Inhibits in vitro phosphorylation of c-Kit. Also inhibits SCF (stem cell factor)-induced c-kit phosphorylation in 501mel human melanoma cells

isck03 is an inhibitor of scf-mediated c-kit activation.the signaling downstream of scf/c-kit plays a key role in the development of various mammalian cells, such as mast cells, melanocytes, primordial germ cells, and hematopoietic progenitor cells.

previous study showed that the pretreatment of 501mel cells with isck03 could dose-dependently inhibit scf-induced c-kit phosphorylation. isck03 could also inhibit the phosphorylation of p44/42 erk mitogen-activated protein kinase that was known to be involved in scf/c-kit downstream signaling. however, isck03 was not able to inhibit hepatocyte growth factor-induced phosphorylation of p44/42 erk proteins [1].

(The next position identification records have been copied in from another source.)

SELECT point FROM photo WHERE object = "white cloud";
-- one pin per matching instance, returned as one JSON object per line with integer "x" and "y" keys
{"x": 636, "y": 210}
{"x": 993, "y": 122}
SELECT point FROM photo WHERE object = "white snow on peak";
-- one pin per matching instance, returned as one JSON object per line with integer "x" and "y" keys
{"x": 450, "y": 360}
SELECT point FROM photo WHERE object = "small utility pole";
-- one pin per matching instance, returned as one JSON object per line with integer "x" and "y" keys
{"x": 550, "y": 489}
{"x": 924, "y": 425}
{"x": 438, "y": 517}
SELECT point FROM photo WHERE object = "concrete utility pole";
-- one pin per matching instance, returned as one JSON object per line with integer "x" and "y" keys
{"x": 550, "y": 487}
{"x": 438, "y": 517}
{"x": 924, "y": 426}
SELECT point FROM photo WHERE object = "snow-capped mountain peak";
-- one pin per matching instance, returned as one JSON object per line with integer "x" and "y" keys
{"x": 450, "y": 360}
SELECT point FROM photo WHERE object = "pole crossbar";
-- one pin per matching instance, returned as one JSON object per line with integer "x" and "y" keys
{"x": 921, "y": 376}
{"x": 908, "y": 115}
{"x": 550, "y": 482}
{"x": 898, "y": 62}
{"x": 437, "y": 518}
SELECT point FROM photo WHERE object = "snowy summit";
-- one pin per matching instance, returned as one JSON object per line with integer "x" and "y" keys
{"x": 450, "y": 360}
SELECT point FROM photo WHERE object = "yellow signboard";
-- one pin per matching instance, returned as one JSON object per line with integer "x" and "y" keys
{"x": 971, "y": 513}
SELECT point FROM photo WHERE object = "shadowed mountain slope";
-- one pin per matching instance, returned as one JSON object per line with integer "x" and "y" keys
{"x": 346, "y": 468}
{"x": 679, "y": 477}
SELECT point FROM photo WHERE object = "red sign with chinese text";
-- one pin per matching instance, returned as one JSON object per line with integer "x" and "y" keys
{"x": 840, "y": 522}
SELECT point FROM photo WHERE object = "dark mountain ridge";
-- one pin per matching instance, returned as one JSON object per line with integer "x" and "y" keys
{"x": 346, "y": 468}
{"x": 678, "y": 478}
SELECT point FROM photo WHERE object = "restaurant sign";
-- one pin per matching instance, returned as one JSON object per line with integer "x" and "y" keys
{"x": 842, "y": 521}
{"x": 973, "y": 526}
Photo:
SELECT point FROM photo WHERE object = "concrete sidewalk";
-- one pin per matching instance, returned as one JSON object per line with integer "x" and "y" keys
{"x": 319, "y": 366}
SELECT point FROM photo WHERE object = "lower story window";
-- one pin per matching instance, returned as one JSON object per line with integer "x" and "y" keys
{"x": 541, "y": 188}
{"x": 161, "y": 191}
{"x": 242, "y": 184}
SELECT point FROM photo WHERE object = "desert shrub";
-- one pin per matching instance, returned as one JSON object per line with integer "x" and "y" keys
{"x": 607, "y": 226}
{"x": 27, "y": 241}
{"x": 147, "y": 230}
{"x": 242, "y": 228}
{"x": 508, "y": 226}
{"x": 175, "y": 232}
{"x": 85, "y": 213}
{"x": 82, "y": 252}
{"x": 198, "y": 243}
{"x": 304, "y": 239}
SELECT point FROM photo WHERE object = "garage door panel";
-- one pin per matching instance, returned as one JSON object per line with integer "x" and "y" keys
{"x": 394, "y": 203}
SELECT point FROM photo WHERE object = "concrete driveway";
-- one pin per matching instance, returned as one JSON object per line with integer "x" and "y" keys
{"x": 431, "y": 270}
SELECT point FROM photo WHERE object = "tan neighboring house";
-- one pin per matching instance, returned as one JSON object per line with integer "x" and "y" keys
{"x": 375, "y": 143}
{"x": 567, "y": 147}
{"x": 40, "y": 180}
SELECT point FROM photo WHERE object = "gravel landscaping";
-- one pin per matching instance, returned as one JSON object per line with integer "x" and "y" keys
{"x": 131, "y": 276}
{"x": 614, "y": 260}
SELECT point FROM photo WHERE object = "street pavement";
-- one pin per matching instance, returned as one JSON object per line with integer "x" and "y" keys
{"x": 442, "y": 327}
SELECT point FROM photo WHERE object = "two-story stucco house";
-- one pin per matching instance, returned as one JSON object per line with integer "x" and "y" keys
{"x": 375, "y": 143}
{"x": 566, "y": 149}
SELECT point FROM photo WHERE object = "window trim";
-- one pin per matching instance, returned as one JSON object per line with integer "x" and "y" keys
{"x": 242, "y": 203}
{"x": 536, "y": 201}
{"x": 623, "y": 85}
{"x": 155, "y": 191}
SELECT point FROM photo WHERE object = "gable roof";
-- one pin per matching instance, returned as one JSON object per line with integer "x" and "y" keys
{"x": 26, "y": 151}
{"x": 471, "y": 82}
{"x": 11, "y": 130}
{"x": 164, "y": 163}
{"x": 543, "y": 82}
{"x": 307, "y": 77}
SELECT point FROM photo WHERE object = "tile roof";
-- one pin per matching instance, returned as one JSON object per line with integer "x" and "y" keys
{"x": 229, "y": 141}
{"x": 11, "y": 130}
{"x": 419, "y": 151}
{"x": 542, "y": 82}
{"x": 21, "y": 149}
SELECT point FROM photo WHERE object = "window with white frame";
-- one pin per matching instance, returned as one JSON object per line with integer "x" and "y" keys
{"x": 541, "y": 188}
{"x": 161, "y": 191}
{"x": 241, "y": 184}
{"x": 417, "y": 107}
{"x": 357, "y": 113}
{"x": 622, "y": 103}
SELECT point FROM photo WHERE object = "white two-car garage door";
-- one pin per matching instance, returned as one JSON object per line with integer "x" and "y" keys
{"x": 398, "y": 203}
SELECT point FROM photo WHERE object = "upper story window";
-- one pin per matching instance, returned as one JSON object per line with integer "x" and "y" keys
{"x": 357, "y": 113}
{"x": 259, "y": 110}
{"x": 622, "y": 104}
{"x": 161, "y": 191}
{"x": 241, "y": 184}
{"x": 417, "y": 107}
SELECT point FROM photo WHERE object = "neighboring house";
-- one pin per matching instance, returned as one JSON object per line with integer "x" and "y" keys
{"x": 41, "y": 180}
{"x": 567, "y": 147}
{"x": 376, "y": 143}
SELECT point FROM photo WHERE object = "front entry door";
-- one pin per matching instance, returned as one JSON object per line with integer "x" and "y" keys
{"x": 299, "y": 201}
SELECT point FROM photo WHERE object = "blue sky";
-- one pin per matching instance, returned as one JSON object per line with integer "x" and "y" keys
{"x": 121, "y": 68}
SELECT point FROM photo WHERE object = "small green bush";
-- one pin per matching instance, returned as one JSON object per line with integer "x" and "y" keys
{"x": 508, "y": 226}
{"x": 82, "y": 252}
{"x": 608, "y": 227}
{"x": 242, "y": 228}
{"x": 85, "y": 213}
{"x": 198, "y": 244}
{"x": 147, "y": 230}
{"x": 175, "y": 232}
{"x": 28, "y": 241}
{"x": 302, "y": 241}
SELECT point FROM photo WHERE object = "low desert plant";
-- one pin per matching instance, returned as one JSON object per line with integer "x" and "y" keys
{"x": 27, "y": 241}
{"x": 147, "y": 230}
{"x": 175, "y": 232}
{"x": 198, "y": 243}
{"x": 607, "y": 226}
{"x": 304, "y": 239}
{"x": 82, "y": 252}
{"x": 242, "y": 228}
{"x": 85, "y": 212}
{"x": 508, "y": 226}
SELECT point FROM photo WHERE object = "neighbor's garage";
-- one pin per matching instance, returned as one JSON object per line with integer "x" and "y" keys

to determine the in vivo efficacy, isck03was orally administered to depilated c57bl/6 mice. results showed that the oral administration of isck03 could induce the dose-dependent depigmentation of newly regrown hair, and this was reversed with cessation of isck03 treatment. in addition, the topical application of isck03 could promote the depigmentation of uv-induced hyperpigmented spots on n brownish guinea pig skin. moreover, the fontana–masson staining analyses showed epidermal melanin was diminished in spots treated with isck03 [1].

[1] y. j. na, h. s. baek, s. m. ahn, et al. [4-t-butylphenyl]-n-(4-imidazol-1-yl phenyl)sulfonamide (isck03) inhibits scf/c-kit signaling in 501mel human melanoma cells and abolishes melanin production in mice and brownish guinea pigs. biochemical pharmacology 74(5), 780-786 (2007).